The village was called Agios something – they were all called Agios something – and Wilf spiralled us gently out of the clear blue sky above the church.
Unexpectedly, the church fought back.
Well, the half-dozen guys on its roof did. Luckily for us they had no automatic weapons, but the rifle and pistol fire were bad enough. They didn’t start until we were about five hundred feet above them, and at that height it was like flying into light flak. Two bullets went through the cabin. One careered off the bracing spar above my head, and exited out of the side window with a snap. Showers of Plexiglas shards. I probably screamed. I know that Pickles did.

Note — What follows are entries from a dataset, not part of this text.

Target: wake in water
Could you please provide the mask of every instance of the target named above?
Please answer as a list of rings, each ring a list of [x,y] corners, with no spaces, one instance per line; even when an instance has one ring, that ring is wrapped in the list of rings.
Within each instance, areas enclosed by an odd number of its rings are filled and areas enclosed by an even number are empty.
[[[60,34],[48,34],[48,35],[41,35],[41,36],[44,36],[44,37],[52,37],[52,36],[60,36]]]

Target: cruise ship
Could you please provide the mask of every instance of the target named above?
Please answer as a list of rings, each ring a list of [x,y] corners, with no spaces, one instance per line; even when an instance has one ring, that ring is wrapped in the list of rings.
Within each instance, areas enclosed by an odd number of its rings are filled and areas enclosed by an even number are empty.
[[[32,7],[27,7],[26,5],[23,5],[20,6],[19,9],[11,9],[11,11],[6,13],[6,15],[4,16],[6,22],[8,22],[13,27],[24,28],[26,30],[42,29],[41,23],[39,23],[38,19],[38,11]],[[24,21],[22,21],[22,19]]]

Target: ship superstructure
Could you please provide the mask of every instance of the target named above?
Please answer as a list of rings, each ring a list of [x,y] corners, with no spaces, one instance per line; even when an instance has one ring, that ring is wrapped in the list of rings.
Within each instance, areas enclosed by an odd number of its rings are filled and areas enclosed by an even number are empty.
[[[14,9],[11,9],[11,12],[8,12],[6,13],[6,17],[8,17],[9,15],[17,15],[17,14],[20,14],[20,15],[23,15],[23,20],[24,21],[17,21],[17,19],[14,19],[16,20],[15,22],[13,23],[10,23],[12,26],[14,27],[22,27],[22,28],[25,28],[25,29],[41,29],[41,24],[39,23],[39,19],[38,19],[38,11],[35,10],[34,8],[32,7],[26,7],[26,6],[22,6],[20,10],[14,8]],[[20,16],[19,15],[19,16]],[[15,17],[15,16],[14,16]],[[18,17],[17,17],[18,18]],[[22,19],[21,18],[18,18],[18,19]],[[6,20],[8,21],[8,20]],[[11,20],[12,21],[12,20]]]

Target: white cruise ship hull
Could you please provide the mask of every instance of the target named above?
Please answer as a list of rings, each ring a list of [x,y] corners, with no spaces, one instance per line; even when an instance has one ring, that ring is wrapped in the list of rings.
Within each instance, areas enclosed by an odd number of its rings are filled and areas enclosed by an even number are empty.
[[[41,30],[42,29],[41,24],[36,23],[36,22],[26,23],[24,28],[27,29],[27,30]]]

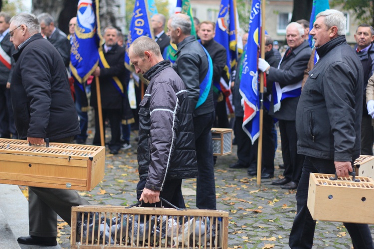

He skidded us sideways in the air. I still don’t know if it was a brilliant bit of flying or pure funk. Our horrible little aircraft staggered away, clawing for height like a cat trapped in a cage. By then, of course, I was looking down at the church, over the tail . . . and was surprised by the grenade. I put it down to the errant ambition of an oversexed teenager: teenagers are the same the world over.
I suppose that it is theoretically possible to bring down an aircraft with a hand-thrown grenade. But it would take a hefty throw, and for the fates to be well and truly on your side. His fates had deserted him that day. Maybe Godfrey Evans could have managed a throw like that, but my little grenadier didn’t stand a chance. It’s a horrible bloody feeling to see blokes shooting at you, and to be unable to do anything except duck. It’s even worse when they start to chuck bombs at you.
I saw the little matchstick man throw something up at us. At first I thought it was a stone, hurled in frustration. Then within microseconds I knew it was a Mills bomb. He simply forgot to wait long enough before he threw the damned thing: he just chucked it, and threw himself flat on the walkway around the church roof. Ten seconds later the grenade returned to sender – it fell back alongside him, of course. I saw one of the gunmen give it a quick look, then take a header over the side. Under the circumstances it’s a decision I would have agreed with.
Then the grenade exploded. And the church roof fell in. I lost sight of the building immediately because we were on our side, and hanging from our straps. That was because of the updraft, or because Pickles had an idle moment, and was trying to see what the airframe would put up with before it fell to bits. When I had my bearings again we were up at a thousand feet, the church roof had caved in completely, and there were small fires inside the building: God was having a very bad day. A dust cloud hung in the air above it like the demon in a Dennis Wheatley story. There were two bodies spreadeagled in the square – and people were running from their houses with buckets. I put the earphones back on, and did a quick sweep.
‘Their radio’s gone very quiet,’ I told Wilf.
He laughed: quietly at first, and then like the Laughing Policeman. Eventually he clicked and said, ‘Balls. You know who’s going to get the blame for this, don’t you? The papers will say we bombed a church.’